Thirty percent of teachers in schools with cell phone restrictions say these policies can be difficult to enforce, with 60 percent of high school teachers reporting challenges, according to the Pew Research Center. Educators need families to help them ensure that children use cell phones responsibly, but that can be trying, as some parents habitually text or call their kids during the school day, Camhi said.

An online poll of over 1,500 parents of public school K-12 students conducted from Aug. 29 to Sept. 2 by the National Parents Union (NPU) — a woman-led organization made up of parent advocacy groups — found that 78 percent of parents who want their children to have cell phones say they do in case of an emergency at school. Fifty-eight percent of such parents want their children to have cell phones so they can get in touch with them or learn their whereabouts when needed while 48 percent say cell phones help them coordinate transportation to and from school with their children. Nearly as many say children need mobile devices to communicate about their mental health or other needs.

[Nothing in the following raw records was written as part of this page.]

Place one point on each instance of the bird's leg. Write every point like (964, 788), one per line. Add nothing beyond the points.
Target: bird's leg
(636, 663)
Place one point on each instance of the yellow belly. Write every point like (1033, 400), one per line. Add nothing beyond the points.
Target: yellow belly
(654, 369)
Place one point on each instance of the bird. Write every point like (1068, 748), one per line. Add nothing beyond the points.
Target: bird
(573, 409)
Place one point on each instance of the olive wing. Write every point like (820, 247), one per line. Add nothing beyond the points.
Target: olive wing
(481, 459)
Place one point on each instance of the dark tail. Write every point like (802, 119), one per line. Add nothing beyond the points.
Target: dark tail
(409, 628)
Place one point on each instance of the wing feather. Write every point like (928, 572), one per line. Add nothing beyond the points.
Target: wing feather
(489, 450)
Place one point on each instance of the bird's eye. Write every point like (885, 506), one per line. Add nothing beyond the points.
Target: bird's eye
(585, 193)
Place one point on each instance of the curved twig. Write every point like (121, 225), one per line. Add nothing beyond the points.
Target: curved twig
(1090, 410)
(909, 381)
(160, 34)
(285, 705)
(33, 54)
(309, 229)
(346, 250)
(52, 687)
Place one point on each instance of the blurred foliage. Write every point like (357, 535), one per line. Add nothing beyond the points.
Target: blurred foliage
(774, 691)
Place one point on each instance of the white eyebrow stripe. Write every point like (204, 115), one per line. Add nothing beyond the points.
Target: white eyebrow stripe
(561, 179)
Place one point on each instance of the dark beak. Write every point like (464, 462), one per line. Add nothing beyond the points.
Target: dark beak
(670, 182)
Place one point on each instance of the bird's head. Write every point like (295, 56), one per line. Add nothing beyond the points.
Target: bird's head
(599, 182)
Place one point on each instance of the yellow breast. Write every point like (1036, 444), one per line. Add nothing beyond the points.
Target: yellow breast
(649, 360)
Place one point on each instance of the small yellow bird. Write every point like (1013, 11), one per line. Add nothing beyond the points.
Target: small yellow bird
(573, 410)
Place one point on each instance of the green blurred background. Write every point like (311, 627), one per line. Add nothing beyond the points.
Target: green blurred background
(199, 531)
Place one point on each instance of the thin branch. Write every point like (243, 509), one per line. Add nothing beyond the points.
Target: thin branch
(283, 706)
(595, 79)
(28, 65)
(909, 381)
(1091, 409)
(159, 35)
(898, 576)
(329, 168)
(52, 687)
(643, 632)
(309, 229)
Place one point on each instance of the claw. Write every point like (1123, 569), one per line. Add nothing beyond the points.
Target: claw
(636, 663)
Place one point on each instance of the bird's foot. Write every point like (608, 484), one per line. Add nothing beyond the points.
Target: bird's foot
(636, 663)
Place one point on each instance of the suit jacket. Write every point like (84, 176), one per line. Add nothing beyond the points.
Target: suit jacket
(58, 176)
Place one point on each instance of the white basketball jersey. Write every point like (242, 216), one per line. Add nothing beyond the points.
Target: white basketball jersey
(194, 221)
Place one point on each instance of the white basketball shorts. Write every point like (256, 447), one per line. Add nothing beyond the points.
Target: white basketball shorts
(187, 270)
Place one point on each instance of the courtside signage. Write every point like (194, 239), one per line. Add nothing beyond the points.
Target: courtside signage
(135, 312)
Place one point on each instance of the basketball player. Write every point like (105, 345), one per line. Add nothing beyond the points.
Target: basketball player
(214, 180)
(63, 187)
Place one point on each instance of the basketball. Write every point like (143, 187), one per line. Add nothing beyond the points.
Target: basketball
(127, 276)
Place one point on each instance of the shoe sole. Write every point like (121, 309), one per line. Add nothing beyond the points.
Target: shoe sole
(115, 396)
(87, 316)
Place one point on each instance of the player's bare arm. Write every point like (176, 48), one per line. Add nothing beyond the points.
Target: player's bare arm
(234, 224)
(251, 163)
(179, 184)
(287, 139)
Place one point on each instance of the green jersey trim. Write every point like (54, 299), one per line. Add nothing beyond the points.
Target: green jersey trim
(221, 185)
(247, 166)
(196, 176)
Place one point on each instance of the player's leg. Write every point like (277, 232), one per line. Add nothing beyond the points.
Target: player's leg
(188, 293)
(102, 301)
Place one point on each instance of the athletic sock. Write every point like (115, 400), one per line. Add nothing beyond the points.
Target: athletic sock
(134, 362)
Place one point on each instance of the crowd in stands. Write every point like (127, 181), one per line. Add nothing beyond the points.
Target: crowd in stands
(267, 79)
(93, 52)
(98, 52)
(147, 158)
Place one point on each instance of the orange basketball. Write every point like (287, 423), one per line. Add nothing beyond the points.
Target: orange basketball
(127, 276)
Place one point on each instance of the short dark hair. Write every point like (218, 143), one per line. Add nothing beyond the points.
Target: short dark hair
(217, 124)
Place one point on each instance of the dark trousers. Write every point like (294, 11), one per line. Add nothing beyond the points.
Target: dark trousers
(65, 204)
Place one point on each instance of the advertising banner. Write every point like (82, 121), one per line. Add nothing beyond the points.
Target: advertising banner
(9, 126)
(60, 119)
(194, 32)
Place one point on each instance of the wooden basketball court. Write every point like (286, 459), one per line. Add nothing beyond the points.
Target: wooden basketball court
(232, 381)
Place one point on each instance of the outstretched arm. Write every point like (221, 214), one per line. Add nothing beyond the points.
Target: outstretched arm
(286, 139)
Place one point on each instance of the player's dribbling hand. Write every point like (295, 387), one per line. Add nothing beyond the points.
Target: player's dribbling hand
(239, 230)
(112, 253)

Jaquetta Lee, a mother of two and an urban farmer in Detroit, is not one of the parents pushing for her school-age child to use his cell phone during the school day. Detroit Public Schools prohibits use of cell phones during class, and Michigan lawmakers have introduced legislation to require districts to develop policies limiting use of the devices. Lee said the phone-free trend has her complete support.

“You don’t need a phone at school,” said Lee, who is active in the NPU. “It’s less concentration, it’s less focus. I’m dealing with a child who has inattentive ADHD, so I need for him not to be on certain devices to keep his head focused.”

She gave her son, a ninth grader, his first cell phone when he was in seventh grade, but Lee has urged him to use the device sparingly. She has explained to him the danger of media addiction, which has helped him understand why he should limit his time on the phone, Lee said. Instead of staring at a screen, he listens to Miles Davis, takes long bike rides and plays card games like Uno with his family, Lee said.

At Camhi’s district, the PTA organized a “game day” last spring, where students put away their devices and played hopscotch and punchball and jumped rope.

Her district is also giving students media literacy training, where they learn to distinguish fact from fiction online and how social media platforms populate users’ feeds based on their apparent interests.

“When you learn to drive, you take a driver’s test before you’re ever allowed to drive a car. Somehow we hand kids a $1,500 device with no security and no instruction and no understanding, and that opens up a tremendous world out there that can be great or it can be dangerous and harmful,” Camhi said.

For Scelfo, however, the challenge goes beyond educating kids. It includes enlisting adults to intervene and stop tech companies from perpetuating youth dependence on media.

“What we know is a product designed to be as addictive as possible. We adults are addicted. I’m addicted. Almost no adult can help themselves when they start using social media,” Scelfo said. “At the same time, I think the responsibility lies with us adults to ensure that our children…grow up without being exploited by a handful of companies for profit.”